Either way, after you are done with the prerequisites, you will first learn how to connect to Spark. We then present the most important tools and operations that you’ll use throughout the rest of this book. Less emphasis is placed on teaching concepts or how to use them—we can’t possibly explain modeling or streaming in a single chapter. However, going through this chapter should give you a brief glimpse of what to expect and give you the confidence that you have the tools correctly configured to tackle more challenging problems later on.

The tools you’ll use are mostly divided into R code and the Spark web interface. All Spark operations are run from R; however, monitoring execution of distributed operations is performed from Spark’s web interface, which you can load from any web browser. We then disconnect from this local cluster, which is easy to forget to do but highly recommended while working with local clusters—and in shared Spark clusters as well!

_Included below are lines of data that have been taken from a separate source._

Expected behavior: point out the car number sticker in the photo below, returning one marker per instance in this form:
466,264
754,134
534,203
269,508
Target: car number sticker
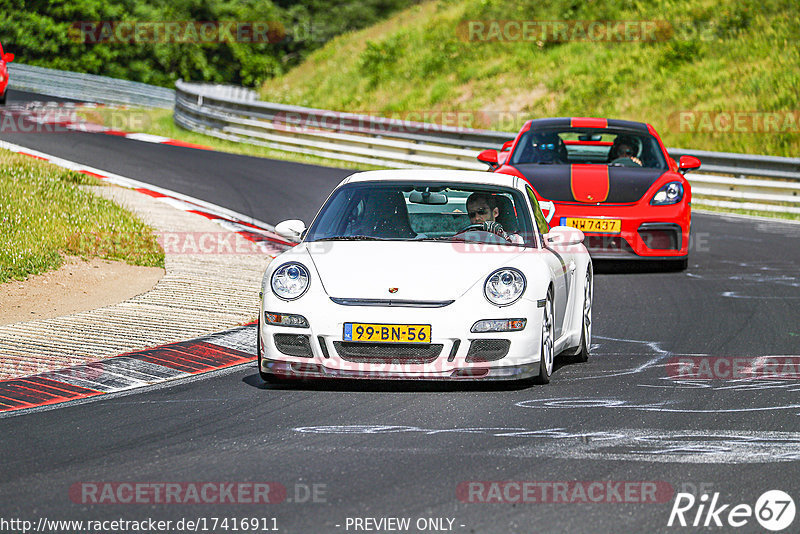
387,333
608,226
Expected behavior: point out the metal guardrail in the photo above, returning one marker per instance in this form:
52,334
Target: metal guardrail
88,87
384,142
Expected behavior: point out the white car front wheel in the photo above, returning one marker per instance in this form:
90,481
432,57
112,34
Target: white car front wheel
586,329
547,345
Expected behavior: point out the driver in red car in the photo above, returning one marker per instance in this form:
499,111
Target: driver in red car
482,209
624,148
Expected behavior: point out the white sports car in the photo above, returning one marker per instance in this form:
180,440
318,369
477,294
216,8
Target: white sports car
426,274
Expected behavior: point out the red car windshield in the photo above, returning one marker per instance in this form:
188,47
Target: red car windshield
602,146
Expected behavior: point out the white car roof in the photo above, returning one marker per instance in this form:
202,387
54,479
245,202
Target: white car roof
435,175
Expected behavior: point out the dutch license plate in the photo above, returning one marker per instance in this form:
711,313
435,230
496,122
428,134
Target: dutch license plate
608,226
387,333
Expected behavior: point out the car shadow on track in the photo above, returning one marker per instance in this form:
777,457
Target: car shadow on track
403,386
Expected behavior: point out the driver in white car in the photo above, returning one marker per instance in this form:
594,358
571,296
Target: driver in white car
482,209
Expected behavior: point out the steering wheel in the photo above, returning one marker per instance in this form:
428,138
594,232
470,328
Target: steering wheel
625,162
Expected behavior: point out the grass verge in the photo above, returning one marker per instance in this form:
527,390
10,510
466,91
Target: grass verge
45,213
160,122
704,61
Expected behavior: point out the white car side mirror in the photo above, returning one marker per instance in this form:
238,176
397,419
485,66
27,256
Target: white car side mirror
291,229
564,236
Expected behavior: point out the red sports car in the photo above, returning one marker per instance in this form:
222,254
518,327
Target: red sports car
613,179
4,58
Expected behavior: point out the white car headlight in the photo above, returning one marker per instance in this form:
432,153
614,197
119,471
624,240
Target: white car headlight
290,281
671,193
504,286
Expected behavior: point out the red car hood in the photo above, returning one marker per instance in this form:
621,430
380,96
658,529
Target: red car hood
591,184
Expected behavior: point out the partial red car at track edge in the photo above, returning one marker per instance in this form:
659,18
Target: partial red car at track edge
613,179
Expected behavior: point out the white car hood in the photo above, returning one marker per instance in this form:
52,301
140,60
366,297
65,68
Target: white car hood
419,271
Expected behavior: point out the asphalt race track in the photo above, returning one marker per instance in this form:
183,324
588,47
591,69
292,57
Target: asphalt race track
419,451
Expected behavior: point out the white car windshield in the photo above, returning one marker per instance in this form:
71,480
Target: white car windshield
404,211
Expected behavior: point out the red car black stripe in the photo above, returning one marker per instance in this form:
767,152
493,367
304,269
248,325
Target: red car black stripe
589,183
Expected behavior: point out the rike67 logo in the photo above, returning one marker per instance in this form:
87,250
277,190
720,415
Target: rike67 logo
774,510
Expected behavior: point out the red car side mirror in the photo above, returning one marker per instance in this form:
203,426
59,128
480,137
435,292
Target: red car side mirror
488,156
688,163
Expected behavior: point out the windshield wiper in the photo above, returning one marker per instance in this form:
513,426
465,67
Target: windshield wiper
352,238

We close this chapter by walking you through some of the features that make using Spark with RStudio easier; more specifically, we present the RStudio extensions that sparklyr implements. However, if you are inclined to use Jupyter Notebooks or if your cluster is already equipped with a different R user interface, rest assured that you can use Spark with R through plain R code. Let’s move along and get your prerequisites properly configured.

2.2 Prerequisites

R can run in many platforms and environments; therefore, whether you use Windows, Mac, or Linux, the first step is to install R from; detailed instructions are provided in Installing R.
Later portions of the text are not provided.